All in all, it is difficult to sustain the argument that reducing the returns to some activity to near zero will not reduce the resources flowing into that activity. Another serious misconception is to imagine that this loss of income for artists will result only in a reduction in the volume of output. The effects are much more widespread and pervasive: the nature of the art form changes, artists are less committed (out of necessity), careers are shorter, there is more emphasis on the back catalogue than on what is new and so on. The effects of large changes in incentive structures manifest powerfully and unpredictably, especially in the long run.

Gillian Welch continues:

Every day I wake up
Hummin’ a song
But I don’t need to run around
I just stay home

And sing a little love song
My love, to myself
If there’s something that you want to hear
You can sing it yourself

(Gillian Welch, Everything is free, 2001)

Which is to say, that if we choose a system that doesn’t reward artists, we are not going to encourage them to produce the very thing we want from them.

Free now, pay later

Ultimately, winning the moral high ground requires not only a plausible moral argument but the right tactics and politics and a winning narrative.

It’s telling that the proponents of free stuff don’t often challenge directly the fundamental principle of copyright – that artists have rights over their creations.  The arguments are mostly about the messy details of things like the role of the record companies, access to back catalogues, forms of artist income, the mechanics of promotion, the price of music, and so on.

Copyright isn’t dead, it’s that the political will to support it has been dissipated by the cursory moral appeal of the ‘information wants to be free’ aphorism and the way it has been positioned by its proponents. They have also been able to harness the idea that the newness and change are inherently preferable to the status quo, which is to say their position is regarded as an idea whose time has come.

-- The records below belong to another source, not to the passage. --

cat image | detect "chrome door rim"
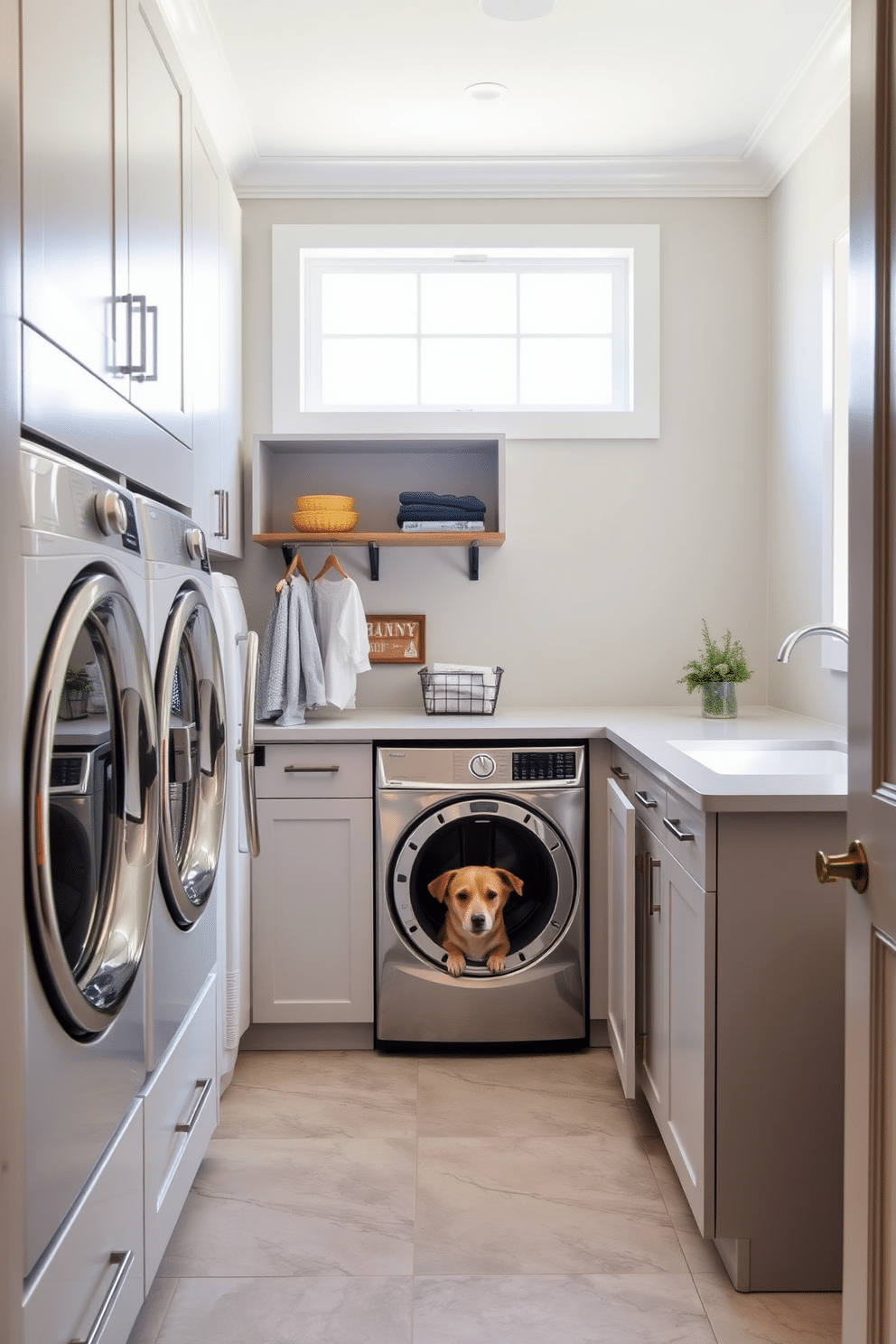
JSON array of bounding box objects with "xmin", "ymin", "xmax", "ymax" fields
[
  {"xmin": 156, "ymin": 586, "xmax": 227, "ymax": 929},
  {"xmin": 389, "ymin": 793, "xmax": 576, "ymax": 980},
  {"xmin": 25, "ymin": 571, "xmax": 158, "ymax": 1038}
]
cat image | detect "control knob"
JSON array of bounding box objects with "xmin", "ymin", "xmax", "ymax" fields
[
  {"xmin": 184, "ymin": 527, "xmax": 209, "ymax": 563},
  {"xmin": 93, "ymin": 490, "xmax": 127, "ymax": 537},
  {"xmin": 471, "ymin": 751, "xmax": 497, "ymax": 779}
]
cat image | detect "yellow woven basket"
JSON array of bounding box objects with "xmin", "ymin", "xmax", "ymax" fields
[
  {"xmin": 295, "ymin": 495, "xmax": 355, "ymax": 513},
  {"xmin": 293, "ymin": 509, "xmax": 358, "ymax": 532}
]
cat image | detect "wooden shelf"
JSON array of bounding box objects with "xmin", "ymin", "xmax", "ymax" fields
[{"xmin": 253, "ymin": 532, "xmax": 507, "ymax": 546}]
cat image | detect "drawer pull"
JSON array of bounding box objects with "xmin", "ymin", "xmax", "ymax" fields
[
  {"xmin": 71, "ymin": 1251, "xmax": 135, "ymax": 1344},
  {"xmin": 662, "ymin": 817, "xmax": 695, "ymax": 840},
  {"xmin": 174, "ymin": 1078, "xmax": 212, "ymax": 1134}
]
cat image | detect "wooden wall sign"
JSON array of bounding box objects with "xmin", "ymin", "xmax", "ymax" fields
[{"xmin": 367, "ymin": 616, "xmax": 425, "ymax": 663}]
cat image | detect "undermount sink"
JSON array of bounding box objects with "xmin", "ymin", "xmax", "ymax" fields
[{"xmin": 669, "ymin": 738, "xmax": 846, "ymax": 774}]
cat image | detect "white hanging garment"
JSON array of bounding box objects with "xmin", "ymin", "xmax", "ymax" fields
[{"xmin": 314, "ymin": 578, "xmax": 370, "ymax": 710}]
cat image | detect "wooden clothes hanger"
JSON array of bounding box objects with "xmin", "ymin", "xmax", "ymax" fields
[
  {"xmin": 314, "ymin": 551, "xmax": 348, "ymax": 583},
  {"xmin": 274, "ymin": 547, "xmax": 311, "ymax": 593}
]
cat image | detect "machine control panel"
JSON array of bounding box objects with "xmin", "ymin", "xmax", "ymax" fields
[{"xmin": 513, "ymin": 751, "xmax": 576, "ymax": 779}]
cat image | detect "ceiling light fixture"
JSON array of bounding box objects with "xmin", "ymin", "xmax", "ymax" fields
[
  {"xmin": 463, "ymin": 80, "xmax": 507, "ymax": 102},
  {"xmin": 480, "ymin": 0, "xmax": 555, "ymax": 22}
]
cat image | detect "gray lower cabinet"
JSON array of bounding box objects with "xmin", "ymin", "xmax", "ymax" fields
[
  {"xmin": 253, "ymin": 743, "xmax": 373, "ymax": 1022},
  {"xmin": 609, "ymin": 750, "xmax": 846, "ymax": 1292}
]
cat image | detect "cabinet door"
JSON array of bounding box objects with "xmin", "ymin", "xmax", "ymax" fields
[
  {"xmin": 22, "ymin": 0, "xmax": 126, "ymax": 390},
  {"xmin": 661, "ymin": 854, "xmax": 714, "ymax": 1235},
  {"xmin": 127, "ymin": 0, "xmax": 191, "ymax": 443},
  {"xmin": 635, "ymin": 824, "xmax": 669, "ymax": 1133},
  {"xmin": 188, "ymin": 121, "xmax": 223, "ymax": 548},
  {"xmin": 607, "ymin": 779, "xmax": 637, "ymax": 1099},
  {"xmin": 253, "ymin": 798, "xmax": 373, "ymax": 1022}
]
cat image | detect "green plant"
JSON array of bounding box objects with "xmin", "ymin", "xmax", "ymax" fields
[
  {"xmin": 678, "ymin": 621, "xmax": 752, "ymax": 695},
  {"xmin": 64, "ymin": 668, "xmax": 90, "ymax": 691}
]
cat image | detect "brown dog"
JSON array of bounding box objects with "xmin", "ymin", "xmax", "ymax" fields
[{"xmin": 428, "ymin": 867, "xmax": 523, "ymax": 975}]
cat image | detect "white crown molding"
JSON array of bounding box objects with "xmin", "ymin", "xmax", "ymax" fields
[{"xmin": 158, "ymin": 0, "xmax": 850, "ymax": 199}]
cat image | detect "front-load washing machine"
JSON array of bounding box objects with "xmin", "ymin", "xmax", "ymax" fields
[
  {"xmin": 375, "ymin": 743, "xmax": 587, "ymax": 1049},
  {"xmin": 135, "ymin": 495, "xmax": 227, "ymax": 1071},
  {"xmin": 20, "ymin": 443, "xmax": 158, "ymax": 1274}
]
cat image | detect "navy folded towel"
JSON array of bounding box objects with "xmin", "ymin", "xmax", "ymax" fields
[
  {"xmin": 397, "ymin": 490, "xmax": 485, "ymax": 518},
  {"xmin": 397, "ymin": 504, "xmax": 485, "ymax": 527}
]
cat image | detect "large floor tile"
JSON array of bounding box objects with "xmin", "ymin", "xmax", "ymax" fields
[
  {"xmin": 216, "ymin": 1050, "xmax": 416, "ymax": 1138},
  {"xmin": 414, "ymin": 1274, "xmax": 714, "ymax": 1344},
  {"xmin": 127, "ymin": 1277, "xmax": 177, "ymax": 1344},
  {"xmin": 161, "ymin": 1138, "xmax": 415, "ymax": 1278},
  {"xmin": 414, "ymin": 1134, "xmax": 686, "ymax": 1274},
  {"xmin": 418, "ymin": 1050, "xmax": 635, "ymax": 1138},
  {"xmin": 695, "ymin": 1270, "xmax": 841, "ymax": 1344},
  {"xmin": 146, "ymin": 1278, "xmax": 411, "ymax": 1344}
]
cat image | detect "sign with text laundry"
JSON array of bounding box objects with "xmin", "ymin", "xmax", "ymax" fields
[{"xmin": 367, "ymin": 616, "xmax": 425, "ymax": 663}]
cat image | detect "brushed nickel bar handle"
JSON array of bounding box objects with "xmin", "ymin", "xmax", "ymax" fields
[
  {"xmin": 662, "ymin": 817, "xmax": 695, "ymax": 840},
  {"xmin": 71, "ymin": 1251, "xmax": 135, "ymax": 1344},
  {"xmin": 174, "ymin": 1078, "xmax": 213, "ymax": 1134}
]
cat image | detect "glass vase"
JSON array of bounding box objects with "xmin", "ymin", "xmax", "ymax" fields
[{"xmin": 700, "ymin": 681, "xmax": 738, "ymax": 719}]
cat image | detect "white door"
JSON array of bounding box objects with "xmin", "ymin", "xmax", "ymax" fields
[{"xmin": 844, "ymin": 0, "xmax": 896, "ymax": 1328}]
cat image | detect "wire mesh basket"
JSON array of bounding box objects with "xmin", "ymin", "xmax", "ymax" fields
[{"xmin": 419, "ymin": 668, "xmax": 504, "ymax": 714}]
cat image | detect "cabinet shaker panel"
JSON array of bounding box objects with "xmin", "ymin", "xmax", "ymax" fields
[{"xmin": 22, "ymin": 0, "xmax": 125, "ymax": 379}]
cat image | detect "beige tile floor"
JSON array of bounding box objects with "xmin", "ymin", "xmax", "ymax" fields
[{"xmin": 129, "ymin": 1050, "xmax": 840, "ymax": 1344}]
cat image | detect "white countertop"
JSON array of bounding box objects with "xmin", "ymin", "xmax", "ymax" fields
[{"xmin": 256, "ymin": 705, "xmax": 846, "ymax": 812}]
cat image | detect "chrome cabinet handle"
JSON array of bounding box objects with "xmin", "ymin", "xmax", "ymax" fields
[
  {"xmin": 238, "ymin": 630, "xmax": 262, "ymax": 859},
  {"xmin": 662, "ymin": 817, "xmax": 695, "ymax": 840},
  {"xmin": 71, "ymin": 1251, "xmax": 135, "ymax": 1344},
  {"xmin": 174, "ymin": 1078, "xmax": 213, "ymax": 1134}
]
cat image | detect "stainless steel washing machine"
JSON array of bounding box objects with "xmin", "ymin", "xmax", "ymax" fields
[{"xmin": 375, "ymin": 743, "xmax": 587, "ymax": 1049}]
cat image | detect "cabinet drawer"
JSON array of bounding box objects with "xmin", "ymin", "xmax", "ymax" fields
[
  {"xmin": 631, "ymin": 765, "xmax": 669, "ymax": 844},
  {"xmin": 256, "ymin": 742, "xmax": 373, "ymax": 798},
  {"xmin": 610, "ymin": 744, "xmax": 638, "ymax": 802},
  {"xmin": 657, "ymin": 788, "xmax": 716, "ymax": 891},
  {"xmin": 24, "ymin": 1102, "xmax": 144, "ymax": 1344},
  {"xmin": 144, "ymin": 975, "xmax": 218, "ymax": 1290}
]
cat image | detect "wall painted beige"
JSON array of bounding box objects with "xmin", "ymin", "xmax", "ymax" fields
[
  {"xmin": 769, "ymin": 104, "xmax": 849, "ymax": 724},
  {"xmin": 225, "ymin": 199, "xmax": 769, "ymax": 714}
]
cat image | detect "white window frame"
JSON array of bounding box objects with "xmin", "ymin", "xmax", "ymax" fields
[{"xmin": 271, "ymin": 224, "xmax": 659, "ymax": 440}]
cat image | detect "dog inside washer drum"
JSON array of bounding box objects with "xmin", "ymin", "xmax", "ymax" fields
[{"xmin": 411, "ymin": 818, "xmax": 557, "ymax": 977}]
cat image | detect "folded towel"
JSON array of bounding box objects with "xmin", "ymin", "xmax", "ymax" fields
[
  {"xmin": 397, "ymin": 504, "xmax": 485, "ymax": 527},
  {"xmin": 397, "ymin": 490, "xmax": 485, "ymax": 513}
]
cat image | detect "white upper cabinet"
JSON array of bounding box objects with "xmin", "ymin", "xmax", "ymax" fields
[{"xmin": 123, "ymin": 0, "xmax": 191, "ymax": 443}]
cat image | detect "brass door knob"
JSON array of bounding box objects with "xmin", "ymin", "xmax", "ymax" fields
[{"xmin": 816, "ymin": 840, "xmax": 868, "ymax": 891}]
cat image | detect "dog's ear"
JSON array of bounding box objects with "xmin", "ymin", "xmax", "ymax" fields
[
  {"xmin": 427, "ymin": 868, "xmax": 457, "ymax": 901},
  {"xmin": 494, "ymin": 868, "xmax": 523, "ymax": 896}
]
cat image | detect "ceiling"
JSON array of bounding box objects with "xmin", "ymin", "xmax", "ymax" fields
[{"xmin": 158, "ymin": 0, "xmax": 849, "ymax": 196}]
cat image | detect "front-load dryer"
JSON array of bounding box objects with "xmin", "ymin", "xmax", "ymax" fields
[
  {"xmin": 20, "ymin": 443, "xmax": 158, "ymax": 1273},
  {"xmin": 375, "ymin": 743, "xmax": 587, "ymax": 1049},
  {"xmin": 135, "ymin": 495, "xmax": 227, "ymax": 1071}
]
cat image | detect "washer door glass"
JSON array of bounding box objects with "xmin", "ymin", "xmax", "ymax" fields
[
  {"xmin": 24, "ymin": 571, "xmax": 158, "ymax": 1038},
  {"xmin": 389, "ymin": 797, "xmax": 576, "ymax": 975},
  {"xmin": 156, "ymin": 586, "xmax": 227, "ymax": 929}
]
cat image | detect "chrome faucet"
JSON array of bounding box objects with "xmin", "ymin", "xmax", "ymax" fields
[{"xmin": 778, "ymin": 625, "xmax": 849, "ymax": 663}]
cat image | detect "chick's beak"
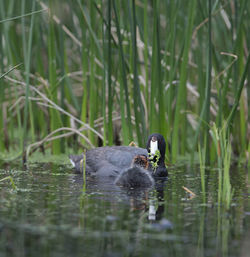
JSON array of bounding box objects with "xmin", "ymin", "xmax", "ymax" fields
[{"xmin": 150, "ymin": 137, "xmax": 158, "ymax": 155}]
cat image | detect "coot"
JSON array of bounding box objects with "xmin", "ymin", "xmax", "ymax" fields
[
  {"xmin": 69, "ymin": 133, "xmax": 168, "ymax": 178},
  {"xmin": 115, "ymin": 155, "xmax": 154, "ymax": 188}
]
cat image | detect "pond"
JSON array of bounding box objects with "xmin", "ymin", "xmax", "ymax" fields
[{"xmin": 0, "ymin": 159, "xmax": 250, "ymax": 257}]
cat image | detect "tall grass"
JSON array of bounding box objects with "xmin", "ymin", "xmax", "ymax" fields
[{"xmin": 0, "ymin": 0, "xmax": 250, "ymax": 163}]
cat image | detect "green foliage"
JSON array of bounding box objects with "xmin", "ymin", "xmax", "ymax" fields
[{"xmin": 0, "ymin": 0, "xmax": 250, "ymax": 163}]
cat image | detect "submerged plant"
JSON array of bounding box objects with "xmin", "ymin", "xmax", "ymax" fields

Upon closer examination, the copyright debate looks remarkably like debates about climate change and budget deficits: we want growth but we don’t want to overheat the planet; we want government benefits but we don’t want unsustainable debt, but, in general, we want it now despite the future consequences. We shrug our shoulders as myopia wins again.

The supporters of copyright could potentially regain some footing on the moral high ground by pointing out their opponents want ‘free stuff’ now even at the cost of imposing a more culturally impoverished world on future generations.

Perhaps the aphorism ‘there’s no such thing as a free lunch’ contains a greater truth than ‘information wants to be free’.